Learners will improve on their digital communication skills for collaboration with their professors and peers for collaboration, and will hone the digital navigational skills required for submitting an assignment or posting to the course discussion forum. They will learn to exploit the rich capabilities of new research search engines and presentation tools and acquire the adaptability that will allow them to more readily assimilate new technologies they will encounter in the workforce or that have yet to even be developed. In short, they need to learn how to learn in a digitally mediated world. The ultimate goal is that they acquire the ability to transfer skills and capabilities, the ability to take an existing proficiency and adapt it to new tools, new challenges, and new ways of learning and working.
The task of addressing these very contemporary challenges and developing solutions to them falls squarely within the mandate of eCampusOntario, the organization that helps drive digital transformation at Ontario’s colleges, universities and Indigenous institutes while supporting government priorities and industry needs and incorporating the voice of learners. Over the past two to three years, eCampusOntario has managed Government of Ontario investments that have seen the province’s colleges, universities and Indigenous institutes initially respond to the dramatic shift to online teaching brought on by the Covid-19 pandemic, and then, thoughtfully and deliberately, increase their capacity to evaluate and introduce appropriate technologies to enhance all aspects of learning. These investments have seen eCampusOntario fulfil its leadership role in improving access to postsecondary learners from all socioeconomic groups and at all stages of learning, deepening the richness of learning environments, and facilitating the development of shared educational resources that are both more beneficial and cost-effective.

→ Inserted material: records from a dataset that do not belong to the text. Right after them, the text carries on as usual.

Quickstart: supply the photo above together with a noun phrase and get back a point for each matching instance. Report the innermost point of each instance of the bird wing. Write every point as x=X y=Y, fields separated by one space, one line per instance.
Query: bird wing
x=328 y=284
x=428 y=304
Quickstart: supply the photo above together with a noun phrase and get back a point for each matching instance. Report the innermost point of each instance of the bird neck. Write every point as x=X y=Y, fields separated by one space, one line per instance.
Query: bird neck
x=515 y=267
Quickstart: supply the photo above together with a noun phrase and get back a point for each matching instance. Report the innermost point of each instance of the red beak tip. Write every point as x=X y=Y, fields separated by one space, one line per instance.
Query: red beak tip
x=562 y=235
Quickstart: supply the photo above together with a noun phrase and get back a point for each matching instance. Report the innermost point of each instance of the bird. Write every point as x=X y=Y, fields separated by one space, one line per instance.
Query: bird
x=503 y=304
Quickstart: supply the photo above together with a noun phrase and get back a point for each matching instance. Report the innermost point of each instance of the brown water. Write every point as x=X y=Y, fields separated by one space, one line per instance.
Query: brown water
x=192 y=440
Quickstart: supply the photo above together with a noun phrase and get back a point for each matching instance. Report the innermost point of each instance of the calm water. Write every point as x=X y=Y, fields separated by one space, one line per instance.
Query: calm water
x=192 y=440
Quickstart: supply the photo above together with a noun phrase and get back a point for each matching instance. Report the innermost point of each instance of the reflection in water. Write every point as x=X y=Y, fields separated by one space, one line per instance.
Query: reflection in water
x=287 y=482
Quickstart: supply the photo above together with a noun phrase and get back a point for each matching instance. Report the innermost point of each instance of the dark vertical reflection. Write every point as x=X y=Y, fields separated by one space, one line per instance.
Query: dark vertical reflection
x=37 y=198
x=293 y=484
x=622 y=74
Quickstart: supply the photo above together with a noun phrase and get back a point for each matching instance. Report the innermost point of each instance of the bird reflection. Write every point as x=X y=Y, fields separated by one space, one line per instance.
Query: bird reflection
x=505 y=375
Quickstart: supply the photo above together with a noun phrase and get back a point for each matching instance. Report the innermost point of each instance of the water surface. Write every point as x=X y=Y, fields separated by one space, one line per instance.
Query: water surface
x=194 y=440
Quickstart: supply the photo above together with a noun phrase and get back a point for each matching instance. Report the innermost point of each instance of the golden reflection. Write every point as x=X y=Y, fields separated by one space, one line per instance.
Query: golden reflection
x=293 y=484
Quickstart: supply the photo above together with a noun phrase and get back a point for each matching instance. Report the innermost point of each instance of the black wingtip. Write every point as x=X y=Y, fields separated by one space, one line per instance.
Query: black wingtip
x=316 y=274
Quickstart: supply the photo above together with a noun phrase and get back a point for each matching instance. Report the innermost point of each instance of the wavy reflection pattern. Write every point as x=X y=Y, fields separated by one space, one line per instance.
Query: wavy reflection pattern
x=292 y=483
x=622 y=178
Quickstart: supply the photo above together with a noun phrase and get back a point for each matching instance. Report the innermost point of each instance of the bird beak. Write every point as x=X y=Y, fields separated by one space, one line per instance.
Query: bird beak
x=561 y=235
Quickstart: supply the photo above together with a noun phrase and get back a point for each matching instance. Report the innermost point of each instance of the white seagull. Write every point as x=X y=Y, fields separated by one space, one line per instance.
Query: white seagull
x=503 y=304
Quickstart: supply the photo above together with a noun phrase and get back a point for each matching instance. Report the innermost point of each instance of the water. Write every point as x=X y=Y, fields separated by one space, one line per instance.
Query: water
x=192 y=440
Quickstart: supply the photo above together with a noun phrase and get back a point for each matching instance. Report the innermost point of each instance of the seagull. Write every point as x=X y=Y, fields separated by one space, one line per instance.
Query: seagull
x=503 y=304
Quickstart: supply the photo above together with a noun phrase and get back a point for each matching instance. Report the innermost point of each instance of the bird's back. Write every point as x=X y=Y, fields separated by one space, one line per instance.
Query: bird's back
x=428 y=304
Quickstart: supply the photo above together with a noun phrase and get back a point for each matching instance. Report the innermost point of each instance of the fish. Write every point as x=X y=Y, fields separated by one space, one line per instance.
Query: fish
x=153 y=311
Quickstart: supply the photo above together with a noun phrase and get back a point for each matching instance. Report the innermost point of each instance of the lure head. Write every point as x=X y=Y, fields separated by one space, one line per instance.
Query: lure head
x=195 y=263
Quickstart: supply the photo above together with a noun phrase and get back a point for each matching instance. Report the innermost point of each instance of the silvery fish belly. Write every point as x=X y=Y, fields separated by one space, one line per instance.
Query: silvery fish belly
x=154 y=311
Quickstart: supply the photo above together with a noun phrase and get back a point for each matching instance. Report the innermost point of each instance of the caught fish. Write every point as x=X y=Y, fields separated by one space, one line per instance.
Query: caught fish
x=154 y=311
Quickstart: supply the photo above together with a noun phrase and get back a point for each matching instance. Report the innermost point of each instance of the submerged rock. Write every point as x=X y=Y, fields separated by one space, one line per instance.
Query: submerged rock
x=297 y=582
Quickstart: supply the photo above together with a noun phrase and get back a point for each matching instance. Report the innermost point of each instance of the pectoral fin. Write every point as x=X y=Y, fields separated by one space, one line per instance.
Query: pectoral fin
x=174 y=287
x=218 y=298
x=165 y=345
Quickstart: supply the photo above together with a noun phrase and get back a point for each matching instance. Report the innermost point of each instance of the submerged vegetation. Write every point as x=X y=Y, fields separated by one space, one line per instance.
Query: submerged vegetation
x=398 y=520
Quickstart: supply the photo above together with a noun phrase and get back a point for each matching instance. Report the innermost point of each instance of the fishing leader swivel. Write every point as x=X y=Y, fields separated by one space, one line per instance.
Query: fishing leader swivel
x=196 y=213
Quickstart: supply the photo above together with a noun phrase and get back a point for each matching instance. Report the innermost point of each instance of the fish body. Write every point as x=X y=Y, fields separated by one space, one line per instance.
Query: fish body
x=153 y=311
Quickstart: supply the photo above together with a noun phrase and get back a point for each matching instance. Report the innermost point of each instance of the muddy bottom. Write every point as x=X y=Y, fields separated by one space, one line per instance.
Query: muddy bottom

The digital transformation of learners is now the focus of a Digital Fluency Accelerator Micro-credential that eCampusOntario is launching to support students in acquiring or improving their digital fluency skills to better succeed in online and hybrid learning environments. These skills empower learners to engage in content creation, digital collaboration, digital communication, operation of digital productivity technology, social media management, digital research, digital security and safety, and digital citizenship.
The pilot will see thousands of students at postsecondary institutions participate in one or more of five modules that will give them a foundational understanding of the impact current and emerging technologies are going to have in their learning and work careers, and then expand their digital fluency to embrace operational management of digital productivity tools, teach them navigational and digital creation skills, and finish with improving their digital socialisation. Students who complete all five modules will gain a digital badge that tells their peers and professors – and, eventually, their employers – that they are ready for this digitally mediated world.
For faculty, more than 100 of whom will be involved across Ontario, participation in the pilot project is a way to enhance the teaching of skills outside of their disciplinary range. By improving the digital fluency skills of their leaners, they will see these learners conduct more thorough and thoughtful research, produce creative assignment submissions, engage in better critical digital thinking and forge a higher degree of cooperation. Learners who participate in this pilot will become empowered digital and hybrid learners, making teaching learners in online and hybrid environments a more enjoyable experience.
The pilot program will deliver the research findings necessary to validate the effectiveness of this approach and to modify the modules before they are rolled out province wide. The objective is that when new learners come on board, educators can be confident that they have the basic foundational skills to succeed and thrive in their educational journey and their eventual career.